I'm trying to implement the paper "Conformation Constraints for Efficient Viscoelastic Fluid Simulation": https://www.gmrv.es/Publications/2017/BGAO17/SA2017_BGAO.pdf
In implementing eqn. 6, they solve the following linear system for \(Q\):
$$
\frac{Q - Q_0}{\Delta t} = Q \nabla \vec{u} + (\nabla \vec{u})^T Q - \frac{1}{\tau} (Q - I)
$$
\(Q_0, \nabla \vec{u}, \Delta t\) and \(\tau\) are all knowns. \(Q\) is a symmetric 3x3 matrix.
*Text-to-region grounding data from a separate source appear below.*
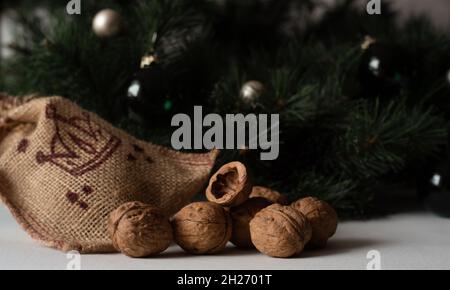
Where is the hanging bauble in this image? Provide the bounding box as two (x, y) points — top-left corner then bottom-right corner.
(92, 9), (122, 38)
(358, 38), (405, 99)
(240, 80), (265, 108)
(421, 157), (450, 218)
(126, 60), (172, 124)
(425, 172), (450, 218)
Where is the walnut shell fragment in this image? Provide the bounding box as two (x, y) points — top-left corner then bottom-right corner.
(172, 202), (232, 255)
(291, 197), (338, 248)
(250, 186), (288, 205)
(250, 204), (312, 258)
(206, 161), (252, 207)
(108, 201), (173, 258)
(230, 197), (272, 248)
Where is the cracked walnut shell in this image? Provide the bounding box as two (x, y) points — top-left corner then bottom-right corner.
(172, 202), (232, 254)
(291, 197), (338, 248)
(250, 204), (312, 258)
(206, 161), (252, 207)
(230, 197), (272, 248)
(250, 186), (288, 205)
(108, 201), (173, 258)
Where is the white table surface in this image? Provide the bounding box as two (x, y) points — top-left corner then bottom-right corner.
(1, 203), (449, 270)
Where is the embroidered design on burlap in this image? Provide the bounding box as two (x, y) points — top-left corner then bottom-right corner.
(127, 143), (154, 164)
(36, 104), (121, 176)
(17, 139), (29, 153)
(66, 185), (94, 210)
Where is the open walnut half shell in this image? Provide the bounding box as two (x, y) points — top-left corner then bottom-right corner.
(206, 161), (253, 207)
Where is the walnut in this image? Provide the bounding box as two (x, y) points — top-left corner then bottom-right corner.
(249, 204), (312, 258)
(250, 186), (288, 205)
(172, 202), (232, 254)
(291, 197), (338, 248)
(108, 201), (173, 258)
(230, 197), (272, 248)
(206, 161), (252, 207)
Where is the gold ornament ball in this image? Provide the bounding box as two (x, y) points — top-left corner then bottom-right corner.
(92, 9), (122, 38)
(240, 80), (265, 105)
In the paper, they describe reformulating \(Q\) as a 6-component vector: $$q = [Q_{xx},Q_{yy},Q_{zz},Q_{xy},Q_{xz},Q_{yz}]^T$$
With \(I\) becoming the vector: $$I = \bar{q} = [1,1,1,0,0,0]^T$$
To be able to solve this in practice I think I need to get it in the form \(Aq = b\).
I'd love some help figuring out how to reformulate the above equation into a matrix-vector product that I can use a linear solver on, as I can't seem to just naïvely rearrange terms.